Know what should make Tedford really nervous? Looking at the schedule and seeing the Panthers and Rams in the first two weeks of the regular season. The monsters up front on those teams can make good offensive lines look like crash-test dummies.

Imagine what the likes of Greg Hardy, Robert Quinn and Chris Long can do to an inexperienced offensive line with little chemistry that still has to get its act together.

"I don't think you have to play together five years to get that chemistry,'' said Smith, who is fully aware of the opening two games on the schedule.

Still, no one would argue against the importance of offensive line play.

Look at the past two seasons.

In 2012, with Penn leading the way, the Bucs offensive line was actually pretty decent. No surprise that they had the ninth-most yards in the NFL.

Last season, with Nicks out, Joseph a shell of himself after a knee injury and Penn having an awful season, the offensive line was a mess. No surprise, either, that the Bucs were last in total yards.

"I wouldn't say it was a coincidence,'' Dotson said.
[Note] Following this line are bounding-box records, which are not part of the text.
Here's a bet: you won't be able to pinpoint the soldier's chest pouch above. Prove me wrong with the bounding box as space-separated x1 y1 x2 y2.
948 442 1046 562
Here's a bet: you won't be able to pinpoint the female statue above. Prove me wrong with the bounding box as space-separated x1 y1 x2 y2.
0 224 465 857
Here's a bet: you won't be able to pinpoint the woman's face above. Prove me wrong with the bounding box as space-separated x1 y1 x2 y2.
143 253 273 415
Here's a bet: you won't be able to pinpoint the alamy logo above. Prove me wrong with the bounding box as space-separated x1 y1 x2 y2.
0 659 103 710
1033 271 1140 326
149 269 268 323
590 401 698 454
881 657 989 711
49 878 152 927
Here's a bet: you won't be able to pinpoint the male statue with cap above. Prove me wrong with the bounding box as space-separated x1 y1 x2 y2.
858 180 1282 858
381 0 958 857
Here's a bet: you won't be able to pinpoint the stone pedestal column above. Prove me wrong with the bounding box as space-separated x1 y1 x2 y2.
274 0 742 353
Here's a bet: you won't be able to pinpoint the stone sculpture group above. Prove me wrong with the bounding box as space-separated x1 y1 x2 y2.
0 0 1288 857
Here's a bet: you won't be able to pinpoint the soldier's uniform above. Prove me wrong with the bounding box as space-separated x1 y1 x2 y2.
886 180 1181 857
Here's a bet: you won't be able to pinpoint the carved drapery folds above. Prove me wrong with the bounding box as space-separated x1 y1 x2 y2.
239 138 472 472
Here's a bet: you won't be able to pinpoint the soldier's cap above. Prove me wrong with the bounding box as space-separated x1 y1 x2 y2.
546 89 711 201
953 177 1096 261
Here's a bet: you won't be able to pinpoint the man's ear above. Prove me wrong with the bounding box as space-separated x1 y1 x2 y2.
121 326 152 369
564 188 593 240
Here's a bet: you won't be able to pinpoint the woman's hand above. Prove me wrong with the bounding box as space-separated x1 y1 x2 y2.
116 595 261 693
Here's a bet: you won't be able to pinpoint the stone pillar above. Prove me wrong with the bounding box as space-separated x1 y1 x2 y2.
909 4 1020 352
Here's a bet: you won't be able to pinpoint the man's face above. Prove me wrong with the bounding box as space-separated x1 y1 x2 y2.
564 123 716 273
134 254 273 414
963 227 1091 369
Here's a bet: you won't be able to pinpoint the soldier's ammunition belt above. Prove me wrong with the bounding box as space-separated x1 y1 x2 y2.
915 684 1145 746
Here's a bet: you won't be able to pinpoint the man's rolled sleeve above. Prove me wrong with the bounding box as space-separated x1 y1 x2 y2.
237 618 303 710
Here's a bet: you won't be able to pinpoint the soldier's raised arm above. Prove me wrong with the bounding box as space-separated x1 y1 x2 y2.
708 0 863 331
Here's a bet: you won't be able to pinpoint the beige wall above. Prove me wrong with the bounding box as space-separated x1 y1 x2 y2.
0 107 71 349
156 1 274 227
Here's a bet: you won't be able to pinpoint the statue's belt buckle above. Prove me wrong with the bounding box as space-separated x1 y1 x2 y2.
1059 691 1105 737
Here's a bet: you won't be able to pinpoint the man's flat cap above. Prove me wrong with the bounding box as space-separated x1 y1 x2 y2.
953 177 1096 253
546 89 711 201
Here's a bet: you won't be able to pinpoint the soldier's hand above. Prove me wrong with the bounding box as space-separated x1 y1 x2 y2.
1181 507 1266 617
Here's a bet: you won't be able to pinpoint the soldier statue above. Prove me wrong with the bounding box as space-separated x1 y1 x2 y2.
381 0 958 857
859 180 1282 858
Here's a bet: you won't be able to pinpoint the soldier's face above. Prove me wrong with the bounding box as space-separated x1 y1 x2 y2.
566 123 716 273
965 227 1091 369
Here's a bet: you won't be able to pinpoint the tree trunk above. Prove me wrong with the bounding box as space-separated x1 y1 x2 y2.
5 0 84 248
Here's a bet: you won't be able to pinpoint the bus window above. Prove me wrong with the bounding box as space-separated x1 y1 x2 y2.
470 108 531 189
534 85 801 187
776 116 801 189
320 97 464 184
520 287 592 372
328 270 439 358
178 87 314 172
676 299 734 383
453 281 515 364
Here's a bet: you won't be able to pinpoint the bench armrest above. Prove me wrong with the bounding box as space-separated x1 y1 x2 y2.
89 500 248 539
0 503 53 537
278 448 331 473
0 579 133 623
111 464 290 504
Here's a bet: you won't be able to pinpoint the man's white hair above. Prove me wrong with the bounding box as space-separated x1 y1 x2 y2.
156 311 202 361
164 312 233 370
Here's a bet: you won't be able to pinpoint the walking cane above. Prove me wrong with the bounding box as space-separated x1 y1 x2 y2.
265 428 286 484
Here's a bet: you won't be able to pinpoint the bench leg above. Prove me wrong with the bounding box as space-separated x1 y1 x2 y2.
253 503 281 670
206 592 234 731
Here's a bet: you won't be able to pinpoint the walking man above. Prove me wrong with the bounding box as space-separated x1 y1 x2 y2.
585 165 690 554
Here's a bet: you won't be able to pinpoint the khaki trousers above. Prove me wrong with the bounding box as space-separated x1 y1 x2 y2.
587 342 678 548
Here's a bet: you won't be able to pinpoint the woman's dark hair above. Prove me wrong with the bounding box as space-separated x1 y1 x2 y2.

Yet as bad as last season was, the Bucs don't have near the amount of experience up front going into this season.

"We lost a good core group of guys,'' Dotson said. "They were the rock of this offensive line for years. And when you lose a core of good guys like that, it puts a dent in this offensive line. I don't think we got the same standards that guys like Davin and Penn used to hold us to. We've got to get back to those standards.''

That's what Dotson, Dietrich-Smith and, especially, Collins have to do.

"It starts with us,'' Collins said. "If we have a bad day, the whole offense has a bad day. We put it on us. … We lose a game, it's on us.''

Maybe you're excited about new quarterback Josh McCown and new weapons such as receiver Mike Evans and running back Charles Sims and tight end Austin Seferian-Jenkins, but if the offensive line isn't straightened out in the next month, the Bucs are going to have major troubles.

"I know the media are going to think what they want to think and say what they want to say,'' Dotson said, "but I think every guy on this offensive line needs to prove themselves on Sunday.''

Forget Sundays. The Bucs need to start figuring this thing out today.